Vaterschaftsurlaub – die Schweiz hinkt europaweit hinterher

Ein Blick über die Grenzen

Väter wünschen ihn, Politik und Wirtschaft verhindern ihn: den Vaterschaftsurlaub. Bislang sind zahlreiche parlamentarische Vorstösse zur Einführung eines bezahlten Vaterschaftsurlaubs in der Schweiz immer wieder gescheitert. Im kommenden Herbst hat es der Nationalrat nun in der Hand, die familienunfreundliche Situation zu ändern und gleichzeitig ein Zeichen für die Gleichberechtigung zu setzen.

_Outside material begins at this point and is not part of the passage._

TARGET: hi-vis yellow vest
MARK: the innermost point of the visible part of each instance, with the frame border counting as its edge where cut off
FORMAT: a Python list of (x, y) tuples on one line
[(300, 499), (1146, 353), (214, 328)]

Doch selbst bei Annahme der Minimallösung, dem Gegenvorschlag zur aktuellen Initiative des Vereins «Vaterschaftsurlaub jetzt!», bleibt die Schweiz im europäischen Vergleich familienpolitisch ein Schlusslicht.

Das Thema Vaterschaftsurlaub beschäftigt zurzeit nicht nur junge Familien und Paare mit Kinderwunsch, sondern auch die Politik. Der Ständerat hat im Juni über die Volksinitiative «Für einen vernünftigen Vaterschaftsurlaub – zum Nutzen der ganzen Familie» debattiert, der einen vierwöchigen, flexibel beziehbaren Vaterschaftsurlaub für alle frisch gebackenen Väter vorsieht. Behandelt wurde auch der indirekte Gegenvorschlag, der zwei Wochen Vaterschaftsurlaub gesetzlich verankern will. Der ständerätliche Entscheid war schliesslich – gegen grossen Widerstand seitens der Wirtschaft – ein JA zugunsten von 10 Tagen, also zur abgeschwächten Version, die nun in der Herbstsession im Nationalrat verhandelt wird. Man darf sich die Frage stellen: Weshalb tut sich ein Land wie die Schweiz, der es wirtschaftlich und sozial vergleichsweise sehr gut geht, so schwer mit dem Anliegen eines Vaterschaftsurlaubs?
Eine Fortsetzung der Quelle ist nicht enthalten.